命に関わることもある「粟粒結核」 早期発見・早期治療が重要な理由を医師に聞く

粟粒結核の前兆や初期症状について

結核は、一般的に感染から6ヶ月〜2年ほどの潜伏期間を経て発病します。粟粒結核も同様に潜伏期間を経て発病すると考えられています。発症初期には38度以上の高熱が出ることがあるものの、結核菌による病変が特定できずに、結核の発症が見落とされるケースもあります。

その他の初期症状もはっきりとは現れにくいのが特徴で、食欲が低下したり体重が減ったりするのみのケースもあります。症状が進行すると、悪寒や全身倦怠感、呼吸困難を認めることもあるほか、病変が脳に形成された場合には意識障害を呈することもあります。

出典:東京都感染症情報センター「結核」

粟粒結核の検査・診断

粟粒結核が疑われる場合には、結核菌の感染を確認するための検査と、各臓器の結核病変の有無を調べる検査が行われます。
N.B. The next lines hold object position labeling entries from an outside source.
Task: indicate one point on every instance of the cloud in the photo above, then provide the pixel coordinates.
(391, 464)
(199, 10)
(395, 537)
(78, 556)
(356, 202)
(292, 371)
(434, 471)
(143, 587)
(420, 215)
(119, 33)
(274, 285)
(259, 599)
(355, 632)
結核菌の感染を確認するためには、痰などの検体から結核菌の有無を確認する検査や、「インターフェロンγ遊離試験」などが行われます。

インターフェロンγ遊離試験は、結核感染の有無を評価する検査法ですが、過去に感染したことがあれば陽性となるため「過去の感染」か「新規の感染」かを区別することができない点には注意が必要です。

一方、結核病変の有無を調べるためにはレントゲン検査やCT等の画像診断が行われます。粟粒結核を発症している場合には、レントゲン画像で粟粒状の小さな病変が確認されます。ただし、粟粒結核の初期では病変を確認できないこともあります。